Sure, that all sounds compelling. Now let's get to the tech. The OceanMoon houses a STP1-11 automatic movement with Incabloc shock protection and a Niveflex mainspring. The movement has 26 jewels and beats at 28,800 bph with a power reserve of 44 hours 200M water resistance. Based on the ETA 2824-2, the STP1-11 come from Swiss Technology Production and has become a "customer movement" from the Fossil Group. As access to ETA movements continues to be contracted, the alternatives such as this movement are offering solid performance and accessibility. Finally, it is cased up with an inner Faraday cage and anti-magnetic caseback, which is closed and faithfully is engraved with a globe over an ocean horizon.
Finally, the provided strap is described as a high-performance PET plastic (recycled from the ocean) with a butterfly deployant buckle. I'd describe it as a synthetic canvas and its very well made, as is the buckle. For my wrist, it added too much bulk and I've enjoyed it on a FKM rubber strap. But I wont deny its build quality and it's a value-add to the entire package.
So where does this the OceanMoon IV belong? The obvious answer is - in the water! This is a well-built, functional dive watch that is spec'd to meet what nearly anybody could possibly throw at it. But the bigger picture is that it does just well on the wrist when you want something that stands out, offers reliable performance and distinct styling from a brand that brings a unique design perspective, proudly based in Australia.
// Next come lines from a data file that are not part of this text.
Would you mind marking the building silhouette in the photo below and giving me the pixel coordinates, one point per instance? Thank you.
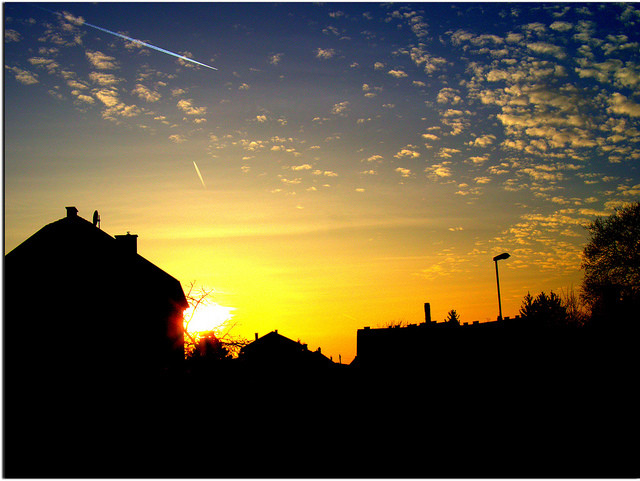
(275, 351)
(78, 299)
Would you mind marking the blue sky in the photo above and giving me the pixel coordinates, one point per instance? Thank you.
(344, 147)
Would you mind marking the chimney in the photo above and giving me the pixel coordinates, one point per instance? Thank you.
(128, 243)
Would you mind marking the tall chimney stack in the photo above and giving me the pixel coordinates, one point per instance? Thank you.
(128, 243)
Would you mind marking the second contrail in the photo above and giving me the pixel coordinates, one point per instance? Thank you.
(199, 174)
(135, 40)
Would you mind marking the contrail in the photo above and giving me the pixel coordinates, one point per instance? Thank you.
(81, 21)
(199, 174)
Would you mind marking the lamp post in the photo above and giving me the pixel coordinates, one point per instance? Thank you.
(505, 255)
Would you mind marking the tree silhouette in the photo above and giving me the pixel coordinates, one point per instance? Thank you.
(611, 263)
(453, 318)
(221, 344)
(543, 311)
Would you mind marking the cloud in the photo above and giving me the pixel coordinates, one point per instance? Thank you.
(375, 158)
(325, 53)
(403, 172)
(275, 58)
(397, 73)
(326, 173)
(408, 151)
(482, 180)
(547, 48)
(438, 171)
(448, 95)
(108, 97)
(187, 107)
(101, 61)
(301, 167)
(24, 76)
(104, 79)
(561, 26)
(619, 104)
(146, 94)
(483, 141)
(12, 36)
(340, 109)
(87, 99)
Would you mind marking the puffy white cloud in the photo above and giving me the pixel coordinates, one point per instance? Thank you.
(438, 171)
(375, 158)
(12, 35)
(403, 172)
(341, 108)
(408, 151)
(619, 104)
(301, 167)
(188, 108)
(104, 79)
(146, 93)
(24, 76)
(275, 58)
(101, 61)
(397, 73)
(325, 53)
(560, 26)
(448, 95)
(483, 140)
(547, 48)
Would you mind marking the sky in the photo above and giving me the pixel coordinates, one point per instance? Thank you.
(344, 164)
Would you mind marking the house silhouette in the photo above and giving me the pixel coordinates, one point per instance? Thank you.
(275, 351)
(79, 300)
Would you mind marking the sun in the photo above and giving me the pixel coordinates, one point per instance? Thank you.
(207, 317)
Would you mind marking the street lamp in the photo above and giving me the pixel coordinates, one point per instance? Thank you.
(504, 255)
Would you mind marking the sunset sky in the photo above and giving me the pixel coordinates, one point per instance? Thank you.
(356, 160)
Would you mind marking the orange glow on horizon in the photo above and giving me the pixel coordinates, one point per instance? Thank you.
(207, 317)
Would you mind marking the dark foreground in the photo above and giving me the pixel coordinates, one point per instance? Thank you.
(561, 409)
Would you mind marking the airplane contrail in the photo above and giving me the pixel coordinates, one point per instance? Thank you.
(81, 21)
(199, 174)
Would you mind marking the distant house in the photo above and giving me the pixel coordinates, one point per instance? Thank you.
(434, 344)
(274, 350)
(78, 299)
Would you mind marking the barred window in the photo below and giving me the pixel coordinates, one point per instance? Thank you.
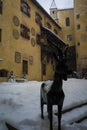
(48, 25)
(25, 8)
(38, 18)
(67, 21)
(25, 32)
(0, 34)
(69, 37)
(78, 16)
(1, 4)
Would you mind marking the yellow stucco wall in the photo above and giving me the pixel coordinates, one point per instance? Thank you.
(80, 18)
(9, 45)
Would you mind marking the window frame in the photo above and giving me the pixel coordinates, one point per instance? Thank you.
(1, 7)
(25, 32)
(0, 34)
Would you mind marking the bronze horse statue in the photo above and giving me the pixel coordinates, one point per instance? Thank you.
(54, 95)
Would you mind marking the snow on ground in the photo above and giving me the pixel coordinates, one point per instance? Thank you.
(20, 105)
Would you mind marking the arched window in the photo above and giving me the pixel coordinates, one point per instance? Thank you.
(67, 21)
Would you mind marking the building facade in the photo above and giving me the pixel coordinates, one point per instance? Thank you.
(74, 29)
(80, 19)
(23, 45)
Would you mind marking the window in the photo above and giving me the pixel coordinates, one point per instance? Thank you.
(55, 31)
(25, 32)
(38, 18)
(25, 8)
(48, 25)
(3, 73)
(44, 69)
(0, 6)
(78, 26)
(17, 57)
(78, 43)
(25, 66)
(69, 37)
(67, 21)
(0, 34)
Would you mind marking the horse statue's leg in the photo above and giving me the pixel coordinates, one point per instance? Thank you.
(59, 116)
(42, 105)
(50, 115)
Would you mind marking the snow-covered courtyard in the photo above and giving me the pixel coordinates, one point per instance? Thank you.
(20, 105)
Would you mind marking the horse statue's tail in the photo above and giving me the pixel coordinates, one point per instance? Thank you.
(10, 127)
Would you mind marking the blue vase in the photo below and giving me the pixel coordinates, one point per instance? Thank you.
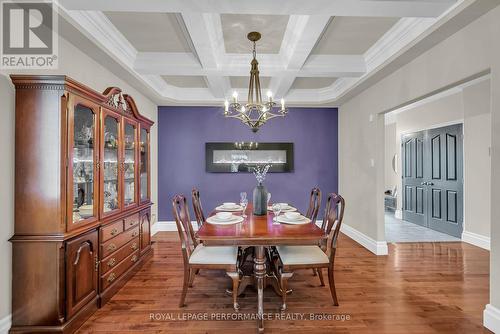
(260, 200)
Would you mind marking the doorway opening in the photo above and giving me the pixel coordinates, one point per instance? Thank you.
(437, 158)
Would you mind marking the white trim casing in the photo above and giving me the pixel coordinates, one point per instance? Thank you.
(476, 239)
(5, 324)
(376, 247)
(491, 318)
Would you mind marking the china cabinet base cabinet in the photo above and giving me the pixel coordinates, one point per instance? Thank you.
(82, 201)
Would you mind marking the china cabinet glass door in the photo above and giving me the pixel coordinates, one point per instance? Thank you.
(144, 165)
(110, 192)
(130, 164)
(82, 167)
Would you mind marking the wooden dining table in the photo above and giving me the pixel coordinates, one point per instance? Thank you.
(259, 232)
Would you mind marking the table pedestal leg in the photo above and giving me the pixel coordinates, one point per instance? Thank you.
(260, 272)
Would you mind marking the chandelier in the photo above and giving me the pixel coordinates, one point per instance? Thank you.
(254, 112)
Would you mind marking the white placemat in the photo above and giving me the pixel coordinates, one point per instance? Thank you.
(289, 209)
(235, 209)
(284, 220)
(233, 220)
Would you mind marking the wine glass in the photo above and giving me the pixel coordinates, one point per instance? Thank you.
(276, 211)
(244, 203)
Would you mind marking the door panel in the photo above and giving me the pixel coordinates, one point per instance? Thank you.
(414, 197)
(145, 231)
(81, 271)
(433, 179)
(436, 157)
(450, 181)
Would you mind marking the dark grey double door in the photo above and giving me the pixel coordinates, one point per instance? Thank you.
(432, 173)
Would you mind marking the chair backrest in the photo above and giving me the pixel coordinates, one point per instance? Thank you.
(197, 208)
(334, 214)
(314, 204)
(184, 227)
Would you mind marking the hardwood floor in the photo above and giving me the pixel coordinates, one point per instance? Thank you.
(418, 288)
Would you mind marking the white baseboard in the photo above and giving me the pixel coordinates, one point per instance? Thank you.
(168, 226)
(476, 239)
(491, 318)
(376, 247)
(5, 324)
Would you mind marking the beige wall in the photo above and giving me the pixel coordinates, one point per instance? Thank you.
(391, 148)
(74, 63)
(470, 106)
(470, 51)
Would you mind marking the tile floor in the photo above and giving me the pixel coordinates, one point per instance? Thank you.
(397, 230)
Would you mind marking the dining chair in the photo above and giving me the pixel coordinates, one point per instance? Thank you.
(317, 257)
(314, 204)
(197, 256)
(312, 213)
(197, 208)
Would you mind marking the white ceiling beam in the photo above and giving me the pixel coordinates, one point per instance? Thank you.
(381, 8)
(176, 63)
(205, 30)
(301, 35)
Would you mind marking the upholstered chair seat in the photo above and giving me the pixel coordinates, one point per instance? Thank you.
(297, 255)
(214, 255)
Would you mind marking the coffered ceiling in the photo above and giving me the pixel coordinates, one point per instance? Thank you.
(196, 51)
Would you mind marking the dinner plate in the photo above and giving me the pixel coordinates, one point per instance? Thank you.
(236, 208)
(288, 209)
(302, 220)
(233, 220)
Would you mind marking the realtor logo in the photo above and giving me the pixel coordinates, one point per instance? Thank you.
(29, 38)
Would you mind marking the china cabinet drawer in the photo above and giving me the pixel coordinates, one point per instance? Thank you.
(114, 259)
(131, 221)
(112, 275)
(111, 230)
(112, 245)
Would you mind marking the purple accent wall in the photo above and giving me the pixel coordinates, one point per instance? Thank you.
(183, 132)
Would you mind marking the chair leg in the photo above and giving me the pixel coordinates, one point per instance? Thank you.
(284, 287)
(332, 286)
(320, 274)
(236, 282)
(192, 275)
(185, 285)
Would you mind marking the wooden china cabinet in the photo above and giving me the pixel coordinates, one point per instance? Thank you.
(82, 200)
For me, this really fits the t-shirt and a shorts look on a summer weekend. When you don't need to fit anything under a cuff and just might find yourself in settings, at a moment's notice, where plenty of water resistance and a bring-it-on attitude will suit you well.
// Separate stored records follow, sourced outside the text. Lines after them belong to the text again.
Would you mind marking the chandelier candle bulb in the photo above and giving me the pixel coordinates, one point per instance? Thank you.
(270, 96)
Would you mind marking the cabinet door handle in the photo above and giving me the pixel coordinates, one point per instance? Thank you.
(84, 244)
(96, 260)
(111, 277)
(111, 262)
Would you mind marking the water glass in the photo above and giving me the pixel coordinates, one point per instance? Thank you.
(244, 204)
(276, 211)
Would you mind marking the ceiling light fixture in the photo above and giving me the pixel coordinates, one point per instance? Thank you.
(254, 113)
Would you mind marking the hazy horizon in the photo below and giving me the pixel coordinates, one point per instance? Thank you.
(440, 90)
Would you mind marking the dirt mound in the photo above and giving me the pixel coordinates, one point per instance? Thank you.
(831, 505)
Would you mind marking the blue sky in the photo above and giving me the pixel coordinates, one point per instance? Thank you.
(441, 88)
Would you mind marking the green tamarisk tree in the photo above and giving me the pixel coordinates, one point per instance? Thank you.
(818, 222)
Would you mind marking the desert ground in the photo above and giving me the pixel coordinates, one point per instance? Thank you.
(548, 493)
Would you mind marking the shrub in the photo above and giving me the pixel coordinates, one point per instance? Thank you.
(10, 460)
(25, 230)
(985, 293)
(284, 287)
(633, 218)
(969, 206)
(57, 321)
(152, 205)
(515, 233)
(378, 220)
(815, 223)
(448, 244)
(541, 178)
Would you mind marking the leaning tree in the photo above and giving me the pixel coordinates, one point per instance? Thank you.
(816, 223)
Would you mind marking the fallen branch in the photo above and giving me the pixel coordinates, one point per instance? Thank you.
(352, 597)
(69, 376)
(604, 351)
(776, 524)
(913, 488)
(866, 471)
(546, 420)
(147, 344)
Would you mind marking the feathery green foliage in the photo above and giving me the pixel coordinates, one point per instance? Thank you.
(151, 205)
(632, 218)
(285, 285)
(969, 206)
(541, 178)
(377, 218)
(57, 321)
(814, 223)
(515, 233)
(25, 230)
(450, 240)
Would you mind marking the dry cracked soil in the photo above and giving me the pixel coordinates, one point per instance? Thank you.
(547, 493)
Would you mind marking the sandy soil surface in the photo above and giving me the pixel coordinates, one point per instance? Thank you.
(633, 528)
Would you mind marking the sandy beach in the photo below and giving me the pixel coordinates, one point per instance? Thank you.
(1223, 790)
The pool for sub-$1,000 dive market is deep with quality offerings. From well known brands to micro/independents, there's plenty of options. After wearing a few of its more diminutive peers, I typically would have thought to go with something under 40mm and vintage styling. The OceanMoon IV is not that. It is modern, it is big, and it is playful. But you know what happened? I had the opportunity to put on something that zigged from from my zag and in some ways, was more fun. And I like to think my watch box became more diverse because of it.